The five members of the Security Belt separatist force, which is dominated by the Southern Transitional Council (STC), were killed at dawn on the outskirts of Lawdar city, the official told AFP.

"It was gunmen believed to be from Al-Qaeda who launched the attack and managed to escape," he said, speaking on condition of anonymity.

A medic in Lawdar confirmed the death toll, while Al-Qaeda has yet to issue any statements on the attack.

Al-Qaeda in the Arabian Peninsula has thrived in the chaos of Yemen's civil war between an internationally recognised government that is supported by a Saudi-led coalition and the Iran-backed Shiite Huthi rebels.

The United States, which considers AQAP the terror group's most dangerous branch, has carried out a campaign of drone strikes against its leaders for the past two decades.

Monday's attack was the biggest in southern Yemen since August, when Al-Qaeda killed a dentist in Al-Bayda accused of guiding US drone strikes against its militants and later that month blew up the medical centre in which he worked.
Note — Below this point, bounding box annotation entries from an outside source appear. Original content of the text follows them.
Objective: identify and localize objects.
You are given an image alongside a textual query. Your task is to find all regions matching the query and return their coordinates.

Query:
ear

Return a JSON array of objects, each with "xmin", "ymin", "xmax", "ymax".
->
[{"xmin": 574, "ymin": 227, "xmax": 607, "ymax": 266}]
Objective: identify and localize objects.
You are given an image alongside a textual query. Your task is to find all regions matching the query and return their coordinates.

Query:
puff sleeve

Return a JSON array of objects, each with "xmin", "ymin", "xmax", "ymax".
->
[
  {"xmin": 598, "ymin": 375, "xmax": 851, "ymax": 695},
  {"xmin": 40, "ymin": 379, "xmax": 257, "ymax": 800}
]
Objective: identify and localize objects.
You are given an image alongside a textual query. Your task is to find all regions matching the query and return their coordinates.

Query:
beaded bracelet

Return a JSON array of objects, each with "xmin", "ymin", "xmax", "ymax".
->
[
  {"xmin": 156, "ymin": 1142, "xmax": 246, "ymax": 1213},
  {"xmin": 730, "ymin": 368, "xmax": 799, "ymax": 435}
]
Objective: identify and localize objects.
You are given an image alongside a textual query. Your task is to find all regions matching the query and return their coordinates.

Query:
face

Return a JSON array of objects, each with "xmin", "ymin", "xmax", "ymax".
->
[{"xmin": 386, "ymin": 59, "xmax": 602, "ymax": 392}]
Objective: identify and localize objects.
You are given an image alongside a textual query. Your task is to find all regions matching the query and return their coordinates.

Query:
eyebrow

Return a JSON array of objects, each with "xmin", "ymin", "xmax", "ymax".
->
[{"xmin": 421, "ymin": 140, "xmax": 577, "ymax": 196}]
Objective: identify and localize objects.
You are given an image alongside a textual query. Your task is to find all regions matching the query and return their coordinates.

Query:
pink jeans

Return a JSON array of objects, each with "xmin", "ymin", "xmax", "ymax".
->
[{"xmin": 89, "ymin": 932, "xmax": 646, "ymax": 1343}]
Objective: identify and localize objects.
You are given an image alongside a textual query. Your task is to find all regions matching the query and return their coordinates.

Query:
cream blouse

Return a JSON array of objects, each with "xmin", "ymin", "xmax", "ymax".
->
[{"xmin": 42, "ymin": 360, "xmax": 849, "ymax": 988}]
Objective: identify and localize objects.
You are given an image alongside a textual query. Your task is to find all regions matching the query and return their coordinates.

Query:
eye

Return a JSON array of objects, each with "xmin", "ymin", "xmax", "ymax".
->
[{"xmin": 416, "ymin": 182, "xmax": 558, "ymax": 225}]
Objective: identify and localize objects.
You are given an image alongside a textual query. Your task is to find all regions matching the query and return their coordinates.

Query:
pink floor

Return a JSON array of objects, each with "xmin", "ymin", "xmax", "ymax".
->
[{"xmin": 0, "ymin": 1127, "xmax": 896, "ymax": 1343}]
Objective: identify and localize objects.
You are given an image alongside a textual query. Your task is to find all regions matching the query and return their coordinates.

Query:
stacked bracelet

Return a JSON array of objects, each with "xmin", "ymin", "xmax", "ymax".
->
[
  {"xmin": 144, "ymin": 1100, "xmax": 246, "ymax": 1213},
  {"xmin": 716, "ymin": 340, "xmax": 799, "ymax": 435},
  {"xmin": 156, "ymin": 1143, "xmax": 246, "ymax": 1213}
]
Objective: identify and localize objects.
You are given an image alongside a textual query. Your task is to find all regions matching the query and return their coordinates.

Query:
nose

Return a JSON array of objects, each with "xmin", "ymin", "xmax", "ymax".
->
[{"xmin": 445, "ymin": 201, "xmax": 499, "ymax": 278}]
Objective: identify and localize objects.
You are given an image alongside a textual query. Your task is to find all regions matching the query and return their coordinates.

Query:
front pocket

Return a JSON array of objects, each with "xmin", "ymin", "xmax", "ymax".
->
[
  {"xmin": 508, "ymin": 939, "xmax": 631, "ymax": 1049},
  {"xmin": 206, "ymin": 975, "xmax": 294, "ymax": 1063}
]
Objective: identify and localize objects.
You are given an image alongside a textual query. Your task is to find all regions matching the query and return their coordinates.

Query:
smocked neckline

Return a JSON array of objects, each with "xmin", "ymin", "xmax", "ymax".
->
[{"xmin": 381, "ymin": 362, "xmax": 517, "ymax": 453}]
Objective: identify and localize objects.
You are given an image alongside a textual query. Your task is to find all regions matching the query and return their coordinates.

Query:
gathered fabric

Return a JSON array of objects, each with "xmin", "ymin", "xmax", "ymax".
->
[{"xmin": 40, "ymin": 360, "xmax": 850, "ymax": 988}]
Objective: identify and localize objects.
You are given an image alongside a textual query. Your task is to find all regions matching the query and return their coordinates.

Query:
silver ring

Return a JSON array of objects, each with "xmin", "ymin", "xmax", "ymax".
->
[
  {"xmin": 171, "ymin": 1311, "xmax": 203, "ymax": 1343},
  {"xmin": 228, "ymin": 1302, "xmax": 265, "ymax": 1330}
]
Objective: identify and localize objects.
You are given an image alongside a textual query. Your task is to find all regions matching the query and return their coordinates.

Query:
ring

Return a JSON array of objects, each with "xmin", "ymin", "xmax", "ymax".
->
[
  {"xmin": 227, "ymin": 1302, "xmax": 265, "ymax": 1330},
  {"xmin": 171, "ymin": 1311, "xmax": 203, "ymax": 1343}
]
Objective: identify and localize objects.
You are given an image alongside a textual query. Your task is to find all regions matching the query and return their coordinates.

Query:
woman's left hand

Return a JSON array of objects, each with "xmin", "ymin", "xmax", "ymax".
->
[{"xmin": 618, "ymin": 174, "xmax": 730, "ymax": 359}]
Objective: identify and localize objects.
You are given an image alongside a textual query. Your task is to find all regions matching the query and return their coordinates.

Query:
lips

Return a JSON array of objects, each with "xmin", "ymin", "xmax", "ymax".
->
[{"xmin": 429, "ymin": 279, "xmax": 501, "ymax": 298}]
Security Belt forces played a decisive role in fighting against Al-Qaeda and the Islamic State group, which were forced to withdraw from southern urban centres.

The separatist STC wants the south to secede from the rest of the country, even while it is allied with the central government in a fight against their common foe, the Huthis, in the civil war.

The government and rebels have been locked in a five-year-old war that has killed tens of thousands -- triggering what the UN terms the world's worst humanitarian crisis.